Abdul Hadi WM dilahirkan di Sumenep, Madura, 24 Juni 1946. Antara 1967-83 pernah menjadi redaktur Gema Mahasiswa, Mahasiswa Indonesia, Budaya Jaya, Berita Buana, dan penerbit Balai Pustaka. Pada 1973-74 mengikuti International Writing Program di Iowa University, Amerika Serikat. Karya-karyanya: Riwayat (1967) Laut Belum Pasang (1971), Cermin (1975), Potret Panjang Seorang Pengunjung Pantai Sanur (1975), Meditasi (1976; meraih hadiah Buku Puisi Terbaik Dewan Kesenian Jakarta 1976-77), Tergantung Pada Angin (1977), Anak Laut Anak Angin (1983; mengantarnya menerima penghargaan SEA Write Award 1985). Sejumlah sajaknya diterjemahkan Harry Aveling dan disertakan dalam antologi Arjuna in Meditation (1976). Karya-karya terjemahannya: Faus (Goethe), Rumi: Sufi dan Penyair (1985), Pesan dari Timur (1985; Mohammad Iqbal), Iqbal: Pemikir Sosial Islam dan Sajak-sajaknya (1986; bersama Djohan Effendi), Kumpulan Sajak Iqbal: Pesan kepada Bangsa-bangsa Timur (1985), Kehancuran dan Kebangunan: Kumpulan Puisi Jepang (1987). Kumpulan esainya, Kembali ke Akar Kembali ke Sumber diluncurkan pada 1999, dua puluh tahun setelah ia menerima Anugerah Seni dari Departemen Pendidikan dan Kebudayaan Republik Indonesia.
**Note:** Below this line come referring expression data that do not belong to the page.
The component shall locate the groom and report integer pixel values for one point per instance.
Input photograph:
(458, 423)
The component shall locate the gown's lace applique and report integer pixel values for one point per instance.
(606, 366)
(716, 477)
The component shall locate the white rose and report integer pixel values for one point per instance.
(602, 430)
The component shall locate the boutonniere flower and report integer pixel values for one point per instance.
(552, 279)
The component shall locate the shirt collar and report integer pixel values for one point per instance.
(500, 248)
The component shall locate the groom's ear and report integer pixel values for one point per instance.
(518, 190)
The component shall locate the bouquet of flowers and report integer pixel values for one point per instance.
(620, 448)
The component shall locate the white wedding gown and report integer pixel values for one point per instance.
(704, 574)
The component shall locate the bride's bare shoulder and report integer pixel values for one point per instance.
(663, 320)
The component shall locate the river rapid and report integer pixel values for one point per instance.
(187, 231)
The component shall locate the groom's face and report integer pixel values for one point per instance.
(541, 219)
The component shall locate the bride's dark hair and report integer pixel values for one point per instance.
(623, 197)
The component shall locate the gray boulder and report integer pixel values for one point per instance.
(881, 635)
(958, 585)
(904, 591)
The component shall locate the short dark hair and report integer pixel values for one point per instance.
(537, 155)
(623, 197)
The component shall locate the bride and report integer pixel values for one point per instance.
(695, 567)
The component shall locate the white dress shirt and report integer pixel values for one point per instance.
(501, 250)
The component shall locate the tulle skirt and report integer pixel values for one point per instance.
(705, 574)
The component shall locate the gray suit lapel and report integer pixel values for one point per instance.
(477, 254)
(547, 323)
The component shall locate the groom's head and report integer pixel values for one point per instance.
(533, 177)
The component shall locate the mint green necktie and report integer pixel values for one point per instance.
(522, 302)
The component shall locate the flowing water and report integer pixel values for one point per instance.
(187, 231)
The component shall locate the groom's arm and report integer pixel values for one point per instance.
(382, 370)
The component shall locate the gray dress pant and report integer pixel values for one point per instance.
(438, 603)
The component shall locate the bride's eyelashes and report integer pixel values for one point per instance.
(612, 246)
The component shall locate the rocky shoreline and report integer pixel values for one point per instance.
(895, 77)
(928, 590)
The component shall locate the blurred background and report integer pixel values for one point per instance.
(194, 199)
Abdul Muis dilahirkan di Solok, Sumatera Barat, 1886, dan meninggal di Bandung, 17 Juli 1959. Menulis novel Salah Asuhan (1928), Pertemuan Jodoh (1933), Surapati (1950), Robert Anak Surapati (1953), dan menerjemahkan antara lain: Don Quixote de la Mancha (1928; Carventes), Tom Sawyer Anak Amerika (1928; Mark Twain); Sebatang Kara (1932; Hector Malot), Tanah Airku (1950; C. Swann Koopman).
Abrar Yusra dilahirkan di Agam, Sumatera Barat, 26 Maret 1943. Karya-karya mantan redaktur pelaksana harian Singgalang yang kini banyak menulis buku biografi ini, antara lain: Ke Rumah-rumah Kekasih (1975), Siul (1975), Aku Menyusuri Sungai Waktu (1976), Amir Hamzah 1911-1946 sebagai Manusia dan Penyair (1996).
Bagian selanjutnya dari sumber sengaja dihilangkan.